Around 1947 Mercury records was on a blues kick, trying to get in on a highly disorganised and thoroughly exploited mania. Lightnin` Hopkins (Document DOCD-5609) recorded for them. So did Smokey Hogg and the early 1950s sax sensation, Joe Houston. It wasn`t a particularly happy collection but there were some good moments - Houston`s "Hard Time Baby Blues" (Mercury 8248), to cite one. John accompanied Smokey and cut one himself for them - "Got A Mean Woman" and "Kind Hearted BLues" (Mercury 8230). It was typical of the Tiny Webb or Pee Wee Crayton material of the time, from which Hogg intelligently borrowed as part of his modernisation campaign.
He is proud of the fact that he penned a hit, Floyd Dixon’s "Broken Hearted", in 1949. It was about the best thing Floyd ever cut. There is no telling how many records on which one may find John as an accompanist but he recalls several. It was at a Mercury session that a man named Amos (Hogg couldn`t recall his last name) approached him about recording for his Ootive label, asking him to record some down home blues. To John this meant the Country Blues, West Texas style.

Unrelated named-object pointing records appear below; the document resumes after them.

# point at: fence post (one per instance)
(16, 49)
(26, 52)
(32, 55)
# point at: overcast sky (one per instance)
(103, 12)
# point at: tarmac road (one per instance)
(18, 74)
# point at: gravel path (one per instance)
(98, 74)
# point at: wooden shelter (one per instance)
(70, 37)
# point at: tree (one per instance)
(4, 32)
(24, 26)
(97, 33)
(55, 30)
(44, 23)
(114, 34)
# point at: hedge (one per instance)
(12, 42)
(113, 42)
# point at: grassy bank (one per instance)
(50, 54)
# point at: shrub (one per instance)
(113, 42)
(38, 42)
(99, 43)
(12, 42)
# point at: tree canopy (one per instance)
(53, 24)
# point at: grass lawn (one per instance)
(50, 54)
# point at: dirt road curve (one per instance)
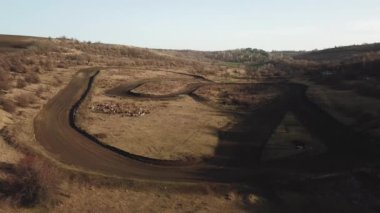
(237, 157)
(54, 132)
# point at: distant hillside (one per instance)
(339, 53)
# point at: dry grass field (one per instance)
(186, 131)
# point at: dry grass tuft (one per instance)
(31, 182)
(32, 78)
(24, 100)
(7, 105)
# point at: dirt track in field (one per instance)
(237, 155)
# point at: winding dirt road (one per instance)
(55, 129)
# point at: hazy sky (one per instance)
(199, 24)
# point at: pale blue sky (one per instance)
(199, 24)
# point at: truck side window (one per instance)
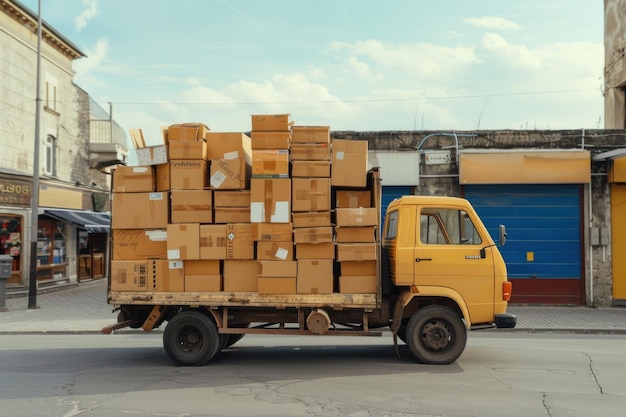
(447, 227)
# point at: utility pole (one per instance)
(34, 222)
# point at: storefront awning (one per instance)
(91, 221)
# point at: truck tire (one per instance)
(191, 339)
(436, 335)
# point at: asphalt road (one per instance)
(499, 375)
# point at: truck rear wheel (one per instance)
(191, 339)
(436, 335)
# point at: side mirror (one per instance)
(502, 235)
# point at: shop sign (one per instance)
(15, 192)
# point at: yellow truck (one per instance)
(438, 274)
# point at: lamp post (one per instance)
(32, 282)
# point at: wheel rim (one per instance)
(436, 335)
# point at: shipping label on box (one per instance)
(364, 234)
(241, 275)
(270, 122)
(310, 134)
(310, 152)
(356, 251)
(228, 174)
(357, 216)
(183, 241)
(349, 163)
(166, 276)
(179, 149)
(140, 179)
(307, 169)
(315, 250)
(353, 199)
(267, 163)
(313, 234)
(239, 243)
(310, 194)
(236, 198)
(192, 206)
(129, 275)
(213, 241)
(270, 200)
(140, 210)
(270, 140)
(137, 244)
(275, 251)
(311, 219)
(315, 276)
(188, 174)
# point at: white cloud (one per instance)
(90, 11)
(492, 22)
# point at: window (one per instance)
(51, 148)
(447, 227)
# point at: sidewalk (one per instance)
(84, 309)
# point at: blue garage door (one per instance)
(543, 251)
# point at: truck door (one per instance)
(449, 253)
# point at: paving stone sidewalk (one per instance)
(84, 309)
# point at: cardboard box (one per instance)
(239, 243)
(311, 219)
(192, 206)
(310, 134)
(270, 200)
(356, 251)
(202, 276)
(152, 155)
(129, 275)
(138, 244)
(228, 174)
(313, 234)
(358, 268)
(231, 214)
(358, 284)
(270, 122)
(241, 275)
(140, 210)
(229, 145)
(349, 163)
(317, 169)
(267, 163)
(310, 194)
(352, 199)
(213, 241)
(181, 149)
(279, 269)
(140, 179)
(356, 216)
(188, 174)
(275, 251)
(310, 152)
(166, 276)
(273, 232)
(183, 241)
(187, 132)
(315, 276)
(315, 250)
(226, 198)
(270, 140)
(163, 182)
(365, 234)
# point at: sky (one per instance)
(359, 65)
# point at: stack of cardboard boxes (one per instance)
(266, 213)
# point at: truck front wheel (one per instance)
(436, 335)
(191, 339)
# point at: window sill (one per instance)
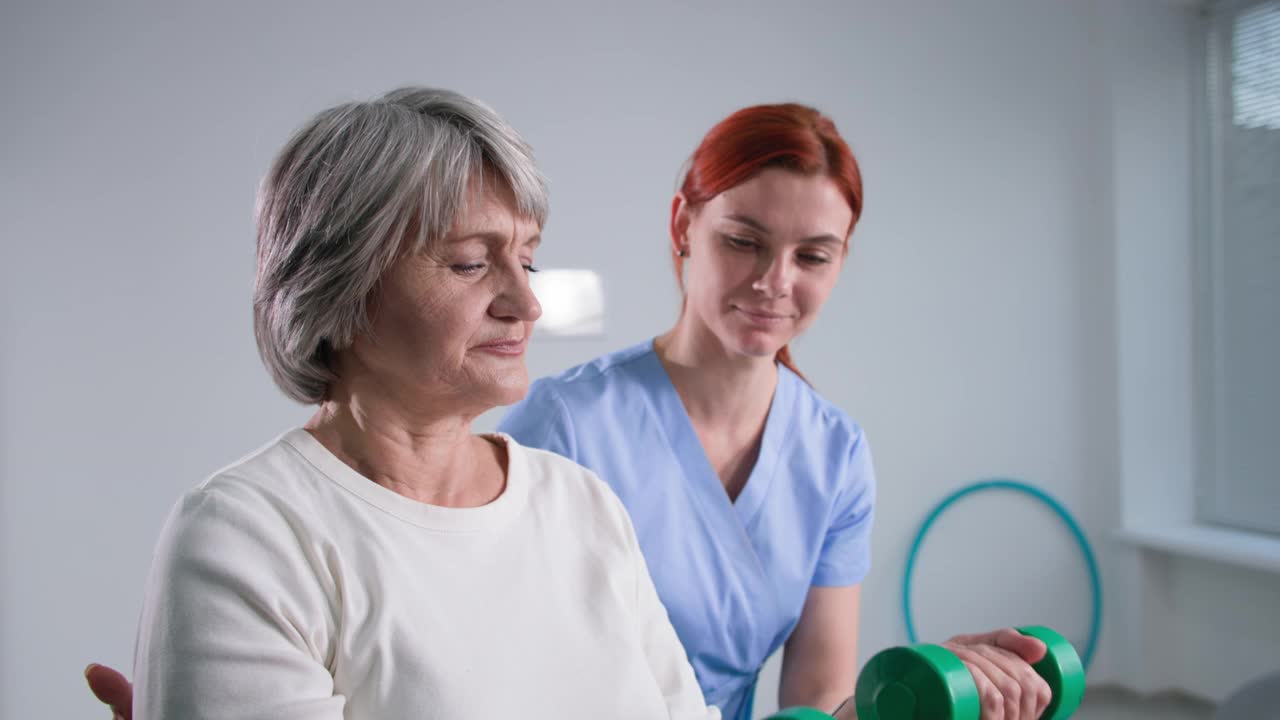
(1223, 545)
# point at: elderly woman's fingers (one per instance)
(1032, 650)
(997, 692)
(1033, 691)
(112, 688)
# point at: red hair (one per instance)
(790, 136)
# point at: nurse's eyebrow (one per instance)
(826, 238)
(748, 220)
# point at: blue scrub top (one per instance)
(734, 575)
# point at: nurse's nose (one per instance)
(775, 279)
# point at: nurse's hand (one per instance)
(113, 689)
(1001, 666)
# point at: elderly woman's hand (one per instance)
(1001, 666)
(112, 688)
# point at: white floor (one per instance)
(1116, 705)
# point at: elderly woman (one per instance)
(383, 561)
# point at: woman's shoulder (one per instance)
(827, 419)
(557, 479)
(588, 379)
(270, 482)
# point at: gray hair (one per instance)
(352, 191)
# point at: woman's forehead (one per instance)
(777, 199)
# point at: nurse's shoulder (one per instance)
(597, 395)
(819, 419)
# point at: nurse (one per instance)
(752, 495)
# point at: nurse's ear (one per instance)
(680, 220)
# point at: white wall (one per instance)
(974, 333)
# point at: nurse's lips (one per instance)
(763, 317)
(507, 347)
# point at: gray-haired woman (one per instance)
(384, 561)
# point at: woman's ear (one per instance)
(680, 219)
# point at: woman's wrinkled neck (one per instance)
(400, 442)
(714, 383)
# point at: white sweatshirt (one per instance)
(291, 587)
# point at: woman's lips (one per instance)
(504, 347)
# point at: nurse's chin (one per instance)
(759, 345)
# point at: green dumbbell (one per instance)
(927, 682)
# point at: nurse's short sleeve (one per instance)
(542, 420)
(846, 551)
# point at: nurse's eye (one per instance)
(740, 242)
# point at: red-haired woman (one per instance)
(752, 495)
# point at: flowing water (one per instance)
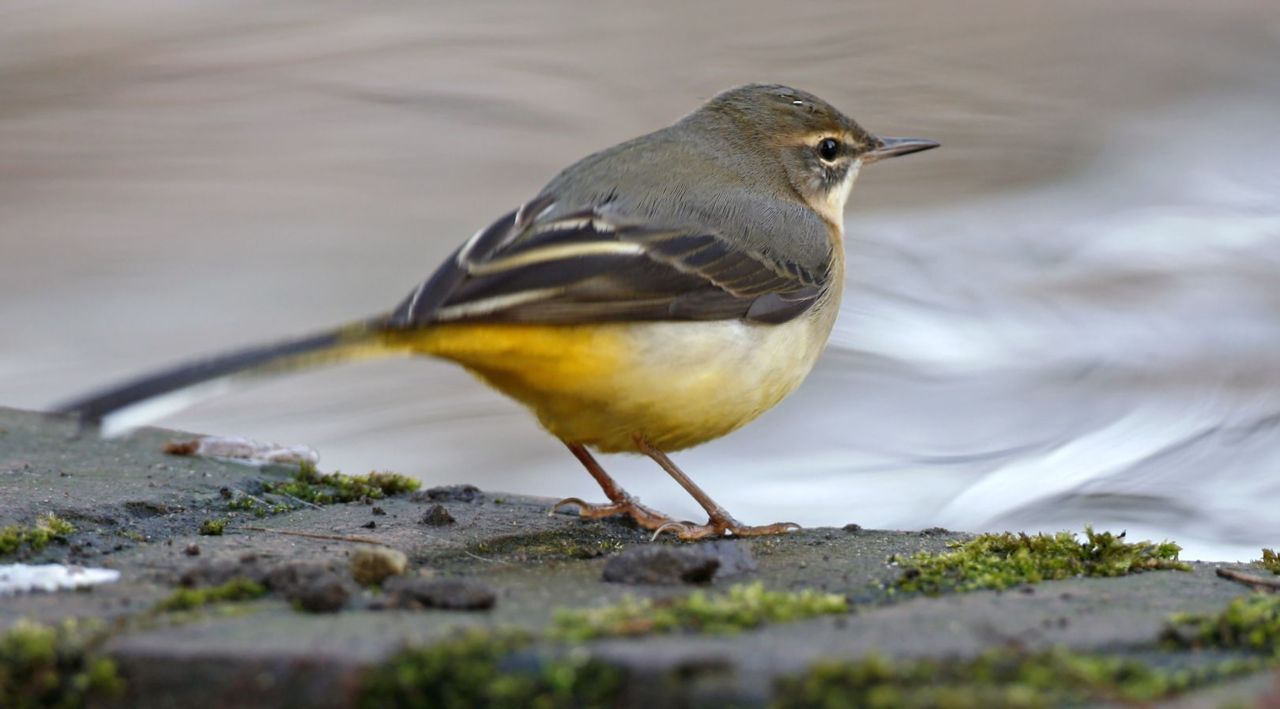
(1068, 315)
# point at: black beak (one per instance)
(894, 147)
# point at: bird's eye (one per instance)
(828, 149)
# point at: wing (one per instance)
(592, 265)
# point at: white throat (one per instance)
(833, 207)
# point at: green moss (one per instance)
(740, 608)
(996, 678)
(1248, 622)
(489, 668)
(18, 539)
(233, 590)
(999, 561)
(310, 485)
(55, 666)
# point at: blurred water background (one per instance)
(1068, 315)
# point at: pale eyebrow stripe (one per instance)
(554, 254)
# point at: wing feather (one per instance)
(590, 265)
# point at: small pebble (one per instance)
(447, 493)
(374, 565)
(664, 565)
(452, 594)
(438, 516)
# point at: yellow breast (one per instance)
(677, 384)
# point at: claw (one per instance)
(581, 504)
(679, 527)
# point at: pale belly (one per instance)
(676, 384)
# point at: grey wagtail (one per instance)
(653, 296)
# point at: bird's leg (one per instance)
(720, 520)
(620, 501)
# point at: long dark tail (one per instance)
(144, 399)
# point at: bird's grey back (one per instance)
(690, 175)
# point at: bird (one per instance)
(653, 296)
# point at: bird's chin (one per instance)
(832, 209)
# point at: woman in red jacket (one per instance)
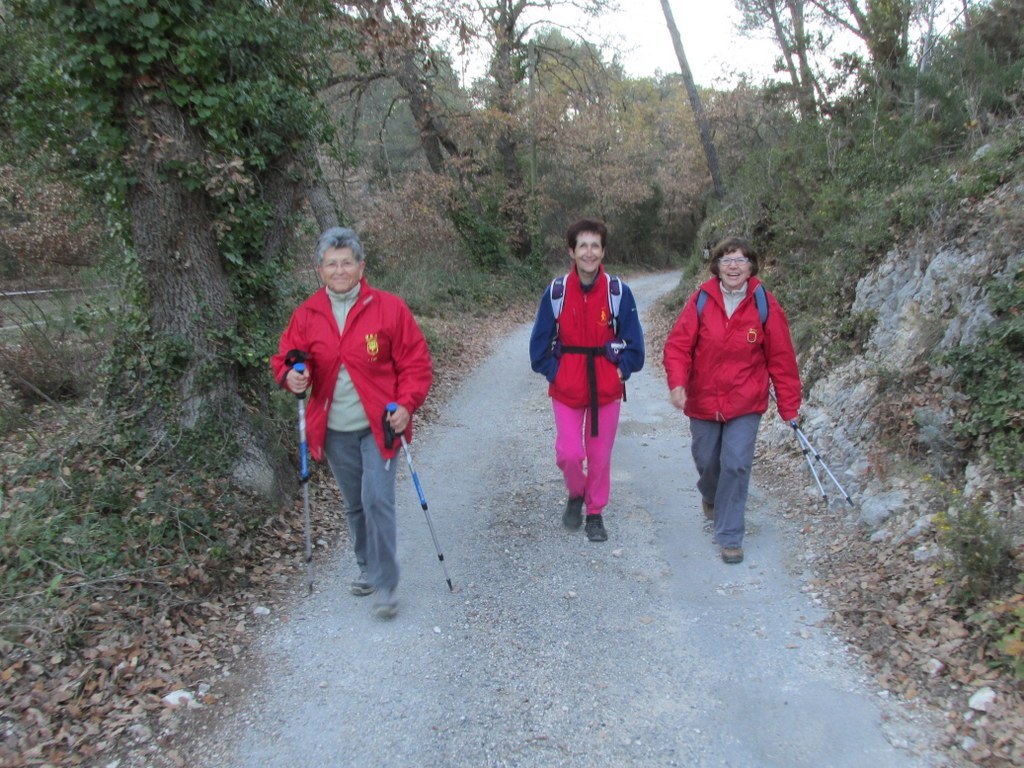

John complied. He recorded at least three eximious blues, "Black Snake", "West Texas Blues" and "Worryin’ Blues". His wife, about whom he sings a warm adulation, "Sweet Little Pearline Blues", made him stop singing "Black Snake Blues" a long time ago. "I didn`t want him," she laughed, "singing about that other woman." Octive was never able to pay John, anything. Indeed, there were only 100 copies pressed, a fact which exposed, together with the quality of the music, should make Hogg`s records sought after collector`s items.
There are undoubtedly other John Hoggs around, maybe even in Walla Walla or Dulith, living, sometimes singing, anonymously here and there in the atomistic atmosphere of urban Americana.